The court stated that when two parties are engaged in the negotiation of a contract, the parties are either:
- negotiating all the terms of the contract, with the understanding that the contract will not become enforceable until a further document is executed by both parties; or
- negotiating all the terms of the contract, and at the completion of the negotiation a legal contract would be formed. The signing of the formal contract would be a mere expression of the manner in which the transaction already agreed upon will proceed.
Mr. Justice Perell explained that in order to determine which of the two types of negotiations transpired, the court would have to determine the subjective intention of the parties during the negotiations. The court further explained that in determining the intent of the parties, the courts will look at:
- the terms used in the e-mails by both parties;
- the context in which the terms were used; and
- the purpose of the parties in using such terms.
Mr. Justice Perell reviewed the exchange of e-mails between R-Toronto and R-London and determined that both parties had the intention to negotiate the terms of the agreement via e-mail. However, both parties believed that the negotiation within the e-mails would be subject to the execution of a final agreement. In support of his decision, Justice Perell referred to the first e-mail exchanged between the parties which stated that:
"As per our discussion today, I would like to acquire the Rehability name.

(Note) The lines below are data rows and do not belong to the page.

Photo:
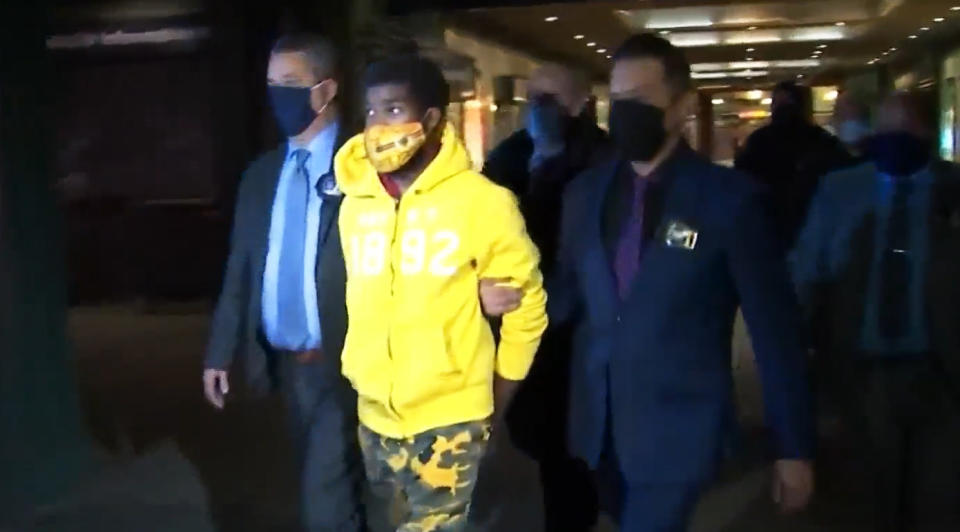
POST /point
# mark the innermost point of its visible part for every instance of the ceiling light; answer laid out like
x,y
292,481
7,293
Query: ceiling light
x,y
664,23
736,74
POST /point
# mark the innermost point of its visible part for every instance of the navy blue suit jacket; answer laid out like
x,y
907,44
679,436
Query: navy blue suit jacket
x,y
661,359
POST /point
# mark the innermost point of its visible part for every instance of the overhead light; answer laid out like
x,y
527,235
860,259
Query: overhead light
x,y
662,23
734,74
754,114
735,65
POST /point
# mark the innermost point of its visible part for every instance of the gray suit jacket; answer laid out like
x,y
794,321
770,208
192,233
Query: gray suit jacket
x,y
236,327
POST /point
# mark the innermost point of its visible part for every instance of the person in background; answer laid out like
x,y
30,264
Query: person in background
x,y
790,155
560,141
875,266
418,228
851,122
658,248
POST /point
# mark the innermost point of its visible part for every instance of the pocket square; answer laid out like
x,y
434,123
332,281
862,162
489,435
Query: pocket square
x,y
680,235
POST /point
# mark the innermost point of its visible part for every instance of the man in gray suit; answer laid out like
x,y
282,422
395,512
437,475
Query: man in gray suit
x,y
282,306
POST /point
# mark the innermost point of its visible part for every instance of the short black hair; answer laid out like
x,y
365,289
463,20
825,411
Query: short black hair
x,y
422,77
676,69
321,53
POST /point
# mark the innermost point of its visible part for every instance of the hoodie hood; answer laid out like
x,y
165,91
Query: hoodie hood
x,y
356,175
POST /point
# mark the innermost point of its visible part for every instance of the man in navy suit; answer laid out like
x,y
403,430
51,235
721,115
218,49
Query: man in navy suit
x,y
659,247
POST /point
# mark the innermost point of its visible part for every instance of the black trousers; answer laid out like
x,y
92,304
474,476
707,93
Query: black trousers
x,y
537,424
322,416
910,420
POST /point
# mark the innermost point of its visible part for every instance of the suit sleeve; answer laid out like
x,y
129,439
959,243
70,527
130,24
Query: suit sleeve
x,y
511,254
758,267
563,285
227,324
809,260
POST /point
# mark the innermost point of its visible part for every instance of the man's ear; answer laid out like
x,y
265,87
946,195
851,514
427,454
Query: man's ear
x,y
432,119
323,94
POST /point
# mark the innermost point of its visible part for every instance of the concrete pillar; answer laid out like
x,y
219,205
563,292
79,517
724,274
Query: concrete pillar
x,y
43,447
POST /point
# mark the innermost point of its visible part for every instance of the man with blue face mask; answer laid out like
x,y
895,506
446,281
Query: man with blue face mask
x,y
560,139
875,266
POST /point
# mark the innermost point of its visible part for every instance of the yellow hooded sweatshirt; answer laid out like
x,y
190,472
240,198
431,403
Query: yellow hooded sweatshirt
x,y
418,350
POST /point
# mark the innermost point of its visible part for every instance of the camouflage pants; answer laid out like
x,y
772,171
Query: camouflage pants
x,y
435,471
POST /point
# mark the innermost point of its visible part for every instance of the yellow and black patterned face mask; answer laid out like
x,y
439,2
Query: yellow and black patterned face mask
x,y
391,146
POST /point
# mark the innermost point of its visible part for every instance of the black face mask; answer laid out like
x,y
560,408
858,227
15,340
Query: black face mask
x,y
546,120
292,108
637,129
899,153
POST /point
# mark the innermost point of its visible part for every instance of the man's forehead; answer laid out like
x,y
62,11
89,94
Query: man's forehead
x,y
388,91
289,64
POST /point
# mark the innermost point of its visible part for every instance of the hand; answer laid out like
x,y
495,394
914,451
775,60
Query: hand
x,y
498,299
215,386
792,484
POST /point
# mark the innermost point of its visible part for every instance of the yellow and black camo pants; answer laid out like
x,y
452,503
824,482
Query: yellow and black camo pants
x,y
435,471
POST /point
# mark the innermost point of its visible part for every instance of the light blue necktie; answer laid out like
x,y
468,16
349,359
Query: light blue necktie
x,y
292,312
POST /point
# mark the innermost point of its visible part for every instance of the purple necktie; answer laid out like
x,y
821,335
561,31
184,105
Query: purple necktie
x,y
626,263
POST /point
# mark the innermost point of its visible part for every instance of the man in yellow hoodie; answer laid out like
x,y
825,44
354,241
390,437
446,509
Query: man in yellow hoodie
x,y
419,229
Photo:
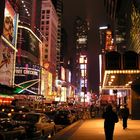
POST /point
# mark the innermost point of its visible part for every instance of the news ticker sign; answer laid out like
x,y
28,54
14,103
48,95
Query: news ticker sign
x,y
22,71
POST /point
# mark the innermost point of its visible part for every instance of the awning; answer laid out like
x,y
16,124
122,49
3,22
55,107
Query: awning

I offer $70,000 payable upon signing a legally binding agreement....The agreement will be in a form acceptable to both our lawyers." (emphasis added)
The court also referred to one of the last e-mails exchanged between the parties which stated "Obviously the final agreement has to be in a form acceptable to both our lawyers," which reiterated the message of the initial e-mail. Justice Perell found that these words established a formality that could not be overlooked.
In summary, the court held that the bolded language noted above was a clear indication that it was never contemplated by the parties that the exchange of e-mails would constitute an enforceable agreement. Instead, the parties understood that a separate written agreement would need to be signed by both parties before an enforceable contract came into existence. The court concluded that because it was not the intention of both parties to form an enforceable agreement through the exchange of e-mails, no agreement was ever completed.